If you follow nutrition news you have no doubt noticed that recommendations change over time. Foods you thought were good for you can suddenly show up on a “never eat” list and foods you had learned to avoid might be recommended as healthy. This makes it challenging to follow a healthy diet, for sure. It may also make you question the advice of nutrition experts, who seem to change their minds periodically.
This is the topic of my Health & Fitness column in the Aiken Standard this week.
There are several reasons for this. First, carefully designed long-term studies of food and health are difficult to conduct. This means that small differences can appear to be more important than they really are, and meaningful effects may not be statistically significant.

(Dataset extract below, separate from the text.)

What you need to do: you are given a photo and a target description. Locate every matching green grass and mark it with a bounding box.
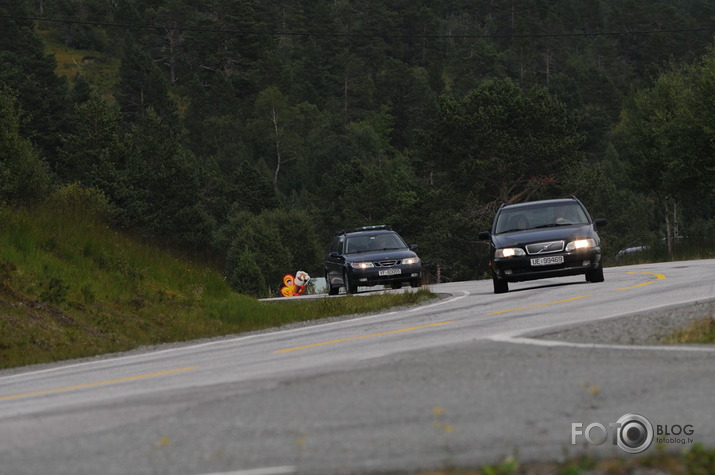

Additionally, it is unreasonable to carefully control what people eat over years or decades, so “proving” that a food is either beneficial or harmful to health is almost impossible. This leads to health claims that probably shouldn’t be made as well as missed opportunities to make useful recommendations.
There are also political reasons why nutrition advice can change over time. The long-held belief that eating fat causes obesity and heart disease was largely based on decisions made by politicians. Importantly, these decisions were not based on good research. This led to a recommendation to eat more carbohydrates instead, something the food industry embraced.
Low-fat foods that were high in sugar became known as health food, despite evidence to the contrary. Even as research linking sugar intake with poor health accumulated, Congress forbid U.S. dietary guidelines to include an “eat less” recommendation. Only now are we changing our thoughts and behaviors to consume less added sugar and be less fearful of fats in our diet.
Here are two examples of nutrition advice that was well-meaning at the time but didn’t work out in the long run. In fact, these recommendations may actually have made us less healthy.
Low-Fat and Fat-Free Foods
The recommendation to eat less fat resulted in foods that normally would contain fat to be reformulated to have less, or no, fat. The fat was replaced by sugar and other additives leading to ingredient lists that read more like a chemistry experiment than food. We know now that these highly-processed foods were no healthier and are thought to be a major cause of the obesity epidemic.
Sugar Free foods
Now that we have embraced the idea that we should eat less added sugar, there are sugar-free alternatives to most foods and beverages. The problem is that foods containing sugar are meant to taste sweet, so something must be added to replace the sugar. More often than not, the sugar is replaced by artificial sweeteners that contain no calories but still add sweetness.
There are two problems with this. First, although these foods may be calorie-free, they are still associated with weight gain. Second, they may be sweeter than the food they replace and alter our expectation of what food should taste like. This is especially true for children, who learn to expect that all food should be sweet. Furthermore, the alternative sweeteners used to replace sugar may not be as safe as we initially thought.
The bottom line is that all nutrients—carbohydrates, fat, and protein—are healthy within relatively broad ranges. And getting these nutrients, fats and sugar included, from real food is always preferable to eating processed foods.
The key to good health is to balance what you eat with daily physical activity at work, at the gym, or at home. And remember that nutrition researchers and experts are doing their best to bring you reliable recommendations, even if it doesn’t come across that way in the news!